The 2015 One-Act Play season here in Victoria is now over and I think I’m supposed to be angry. Angry that another writer has written, produced and starred in a one-act play that very closely resembles Two Women & A Chair.

This “new” play has the same premise: two initially antagonistic female actors show up at an audition (with one chair as the set) and essentially fight each other for the role. They bitch, they play act, they argue over the nature of acting itself. It all turns out to be a Machiavellian head trip by the director, and both works share a number of uncannily similar features: a lesbian undertone; one character pretends to have a necklace; by the end both characters have wound up pals defying their fate.

As I said, I’m supposed to be angry. Others certainly are, and have told me so.

I got in touch with the writer and they assured me it was all just coincidence. They said they’d never read Two Women & A Chair, had heard of it but never seen it. In a blog they admitted their story was not “completely original” and that they would have to “come to terms with that.”

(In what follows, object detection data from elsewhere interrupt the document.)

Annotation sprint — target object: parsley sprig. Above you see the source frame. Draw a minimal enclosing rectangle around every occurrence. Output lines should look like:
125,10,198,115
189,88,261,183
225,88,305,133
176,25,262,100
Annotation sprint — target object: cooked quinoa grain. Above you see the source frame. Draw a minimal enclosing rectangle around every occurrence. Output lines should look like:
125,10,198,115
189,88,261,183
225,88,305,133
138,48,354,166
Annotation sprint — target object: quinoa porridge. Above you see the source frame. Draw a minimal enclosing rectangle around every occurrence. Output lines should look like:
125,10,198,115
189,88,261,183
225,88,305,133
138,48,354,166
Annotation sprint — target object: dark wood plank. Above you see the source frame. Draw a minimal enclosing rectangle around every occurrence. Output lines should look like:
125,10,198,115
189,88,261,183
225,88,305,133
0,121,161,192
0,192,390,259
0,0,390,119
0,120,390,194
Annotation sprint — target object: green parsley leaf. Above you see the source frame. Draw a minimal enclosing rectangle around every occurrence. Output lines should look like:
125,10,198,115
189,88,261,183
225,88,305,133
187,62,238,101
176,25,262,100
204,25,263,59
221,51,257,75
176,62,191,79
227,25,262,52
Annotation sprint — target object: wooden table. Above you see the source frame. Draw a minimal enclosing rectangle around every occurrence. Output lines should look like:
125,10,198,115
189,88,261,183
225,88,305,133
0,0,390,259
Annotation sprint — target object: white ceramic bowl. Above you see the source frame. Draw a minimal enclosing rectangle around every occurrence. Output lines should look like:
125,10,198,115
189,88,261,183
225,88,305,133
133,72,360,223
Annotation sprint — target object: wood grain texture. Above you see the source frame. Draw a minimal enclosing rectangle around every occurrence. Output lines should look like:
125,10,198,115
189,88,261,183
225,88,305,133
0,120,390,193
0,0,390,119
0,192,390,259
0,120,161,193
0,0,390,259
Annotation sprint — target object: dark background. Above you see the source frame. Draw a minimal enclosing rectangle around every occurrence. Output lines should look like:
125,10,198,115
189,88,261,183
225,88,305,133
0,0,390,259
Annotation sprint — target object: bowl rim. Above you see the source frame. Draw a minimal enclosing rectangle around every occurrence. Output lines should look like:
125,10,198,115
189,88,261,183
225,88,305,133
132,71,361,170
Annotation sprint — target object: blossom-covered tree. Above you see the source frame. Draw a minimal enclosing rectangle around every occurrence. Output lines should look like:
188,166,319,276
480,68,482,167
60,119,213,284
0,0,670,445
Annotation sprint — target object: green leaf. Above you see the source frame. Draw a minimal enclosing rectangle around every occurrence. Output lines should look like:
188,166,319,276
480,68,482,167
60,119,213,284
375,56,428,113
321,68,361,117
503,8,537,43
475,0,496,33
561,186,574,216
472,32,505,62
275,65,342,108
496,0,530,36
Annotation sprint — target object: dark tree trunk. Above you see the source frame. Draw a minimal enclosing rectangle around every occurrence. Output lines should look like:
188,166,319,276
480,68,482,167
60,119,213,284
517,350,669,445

The idea of originality is a complicated one, but the bottom line is you take what is known and do your own spin on it. In Star Wars we can see all the elements from a thousand other stories: the beneficent old knight (Obi-Wan Kenobi), the farm boy hero (Luke Skywalker), the dark father (Darth Vader), the princess (Leia) held in the high castle (the Death Star), but they’re all mixed up and re-imagined in Lucas’ story. We’ve been tranported from “Once upon a time…” to “A long time ago in a galaxy far, far away…” Something new has come out of something fundamentally old and “familiar.”

What has saddened me about the whole experience is that this writer hasn’t done anything “original” with the material – and they’ve taken longer than Two Women & A Chair to do it. Nothing new has been brought to the table. No great twist, no new revelation, nothing new has been shown that has not been done before. Worse than cheating themselves, I think this writer has cheated the audience.

They’ve blamed their Muse for this lack of “originality,” for “forgetting” that these characters had been put before me “not so long ago.” The only thing I can think to say is, maybe it’s time to get a new Muse.